Sam visited William Dean Howells in his N.Y. apartment but “had to leave there …because so many people came there was no satisfaction in the visit” [Dec. 2 to Livy].
In the evening Sam dined again with John Mackay and some men from the Pacific coast. He wrote of it to Livy on Dec. 2 (this dinner is sometimes confused with the Nov. 26-7 after-dinner gathering with Mackay and others that Sam wrote lasted till 1:30 a.m.):
Note: This letter is not in LLMT, but may be found in MTLP 2: 597. The MTP TS of this letter includes two paragraphs at the front of the letter Paine chose to omit. Paine often made choices that chagrin later scholars, so his collections must be read with care.
Last night [Dec. 1] at John Mackay’s [The Players] the dinner consisted of soup, raw oysters, corned beef and cabbage, & something like a custard. I ate without fear or stint, & yet have escaped all suggestion of indigestion. The men present were old gray Pacific-coasters whom I knew when I & they were young & not gray. The talk was of the days when we went gipsying a long time ago — thirty years. Indeed it was a talk of the dead. Mainly that. And of how they looked, & the harum-scarum things they did & said. For there were no cares in that life, no aches & pains, & not time enough in the day (& three-fourths of the night) to work off one’s surplus vigor & energy.

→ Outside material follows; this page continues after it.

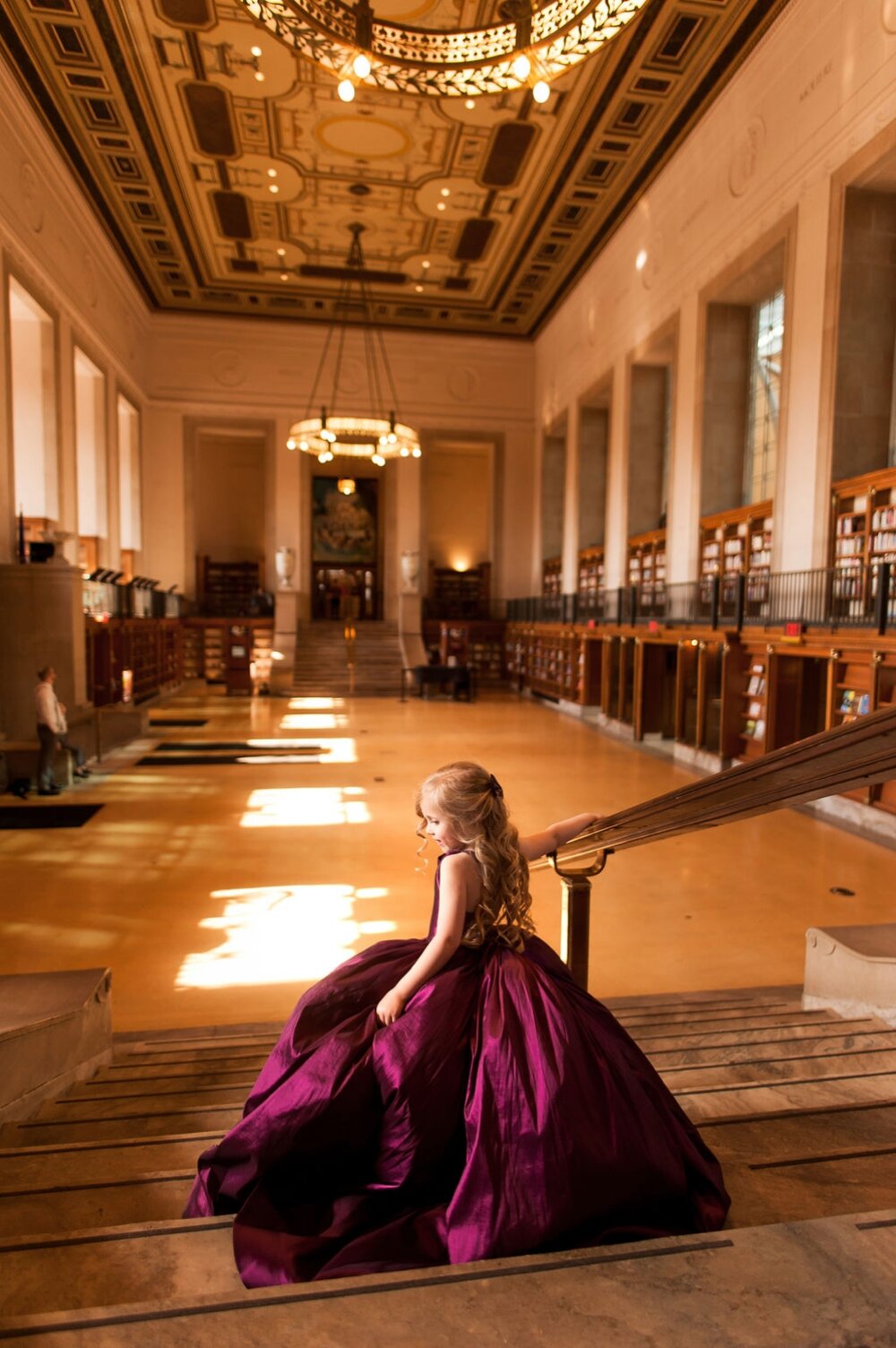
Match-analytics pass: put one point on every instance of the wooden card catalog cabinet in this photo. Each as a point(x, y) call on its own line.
point(237, 658)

Of the mid-night highway-robbery-joke played upon me with revolvers at my head on the windswept & desolate Gold Hill Divide, no witness is left but me, the victim. All the friendly robbers are gone. These old fools last night laughed till they cried over the particulars of that old forgotten crime [MTP].

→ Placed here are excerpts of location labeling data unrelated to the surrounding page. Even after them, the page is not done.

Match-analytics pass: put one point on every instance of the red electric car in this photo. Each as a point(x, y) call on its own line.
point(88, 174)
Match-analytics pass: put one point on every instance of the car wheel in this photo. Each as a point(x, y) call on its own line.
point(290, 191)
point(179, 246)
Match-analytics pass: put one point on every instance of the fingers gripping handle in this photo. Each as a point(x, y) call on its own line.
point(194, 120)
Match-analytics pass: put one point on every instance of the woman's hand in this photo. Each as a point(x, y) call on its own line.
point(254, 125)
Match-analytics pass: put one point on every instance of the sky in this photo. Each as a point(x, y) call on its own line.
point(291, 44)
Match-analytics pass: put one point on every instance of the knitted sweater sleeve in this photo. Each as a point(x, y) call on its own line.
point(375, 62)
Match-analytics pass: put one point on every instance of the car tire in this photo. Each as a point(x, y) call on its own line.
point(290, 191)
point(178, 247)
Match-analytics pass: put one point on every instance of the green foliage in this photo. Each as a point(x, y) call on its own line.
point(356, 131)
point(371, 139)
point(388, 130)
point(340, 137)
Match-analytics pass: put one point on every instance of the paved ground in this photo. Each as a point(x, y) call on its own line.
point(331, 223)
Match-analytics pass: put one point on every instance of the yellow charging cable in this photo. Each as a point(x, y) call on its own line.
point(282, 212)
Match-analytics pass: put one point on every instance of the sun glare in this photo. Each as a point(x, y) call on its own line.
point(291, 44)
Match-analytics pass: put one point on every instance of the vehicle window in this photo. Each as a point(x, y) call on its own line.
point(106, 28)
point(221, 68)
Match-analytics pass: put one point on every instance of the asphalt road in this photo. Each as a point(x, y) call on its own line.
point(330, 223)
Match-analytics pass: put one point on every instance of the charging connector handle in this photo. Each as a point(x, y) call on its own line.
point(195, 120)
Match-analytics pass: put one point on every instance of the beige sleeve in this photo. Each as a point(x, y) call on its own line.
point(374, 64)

Note: Fatout reports this as the “Mackay Dinner” [MT Speaking 660], but Sam’s account shows it was not a singular event nor was his talk a prepared one, much like the Nov. 26-7 after-dinner talk. Of course Sam often selected from a host of anecdotes based on the audience and event.
The Brooklyn Eagle, p.2 reviewed the Dec. issue of Cosmopolitan, including Sam’s sketch:
Mark Twain lends his detailed and always fresh wit and humor to varying the monotony of travel to the fair [Chicago Exposition which Sam did not attend due to illness], in “Traveling With a Reformer.”

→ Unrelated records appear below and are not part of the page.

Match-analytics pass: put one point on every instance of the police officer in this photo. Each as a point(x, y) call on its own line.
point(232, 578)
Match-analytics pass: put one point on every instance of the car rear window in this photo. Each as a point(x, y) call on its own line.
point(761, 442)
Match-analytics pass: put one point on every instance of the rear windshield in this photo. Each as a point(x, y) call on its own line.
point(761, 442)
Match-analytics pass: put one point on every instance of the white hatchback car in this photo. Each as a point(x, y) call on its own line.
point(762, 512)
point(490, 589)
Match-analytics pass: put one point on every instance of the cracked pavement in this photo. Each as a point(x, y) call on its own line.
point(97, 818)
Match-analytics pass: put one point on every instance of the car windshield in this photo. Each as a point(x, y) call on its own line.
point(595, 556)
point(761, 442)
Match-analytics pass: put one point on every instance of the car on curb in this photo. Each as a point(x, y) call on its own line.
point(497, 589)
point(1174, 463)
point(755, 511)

William Dean Howells wrote to Sam about Sunday’s dinner engagement:
Dear Clemens: / I said to Mrs. Howells just now, “I suppose Clemens wouldn’t dream of coming in a dress coat Sunday?” “Well, he might,” she said, and so I write to say, Don’t!
— The mischief seemed to be in it, today. We live whole weeks without a soul coming near, but if you happen to drop in, a regiment follows. Yours Ever [MTHL 2: 656]
Sons & Daughters of the Am. Revolution sent Sam a printed invitation to meet Professor and Mrs. John Fiske, Mrs. Stoughton, and Miss Fiske, Dec. 16 from 2 to 5 p.m. Hotel Netherland, N.Y. [MTP].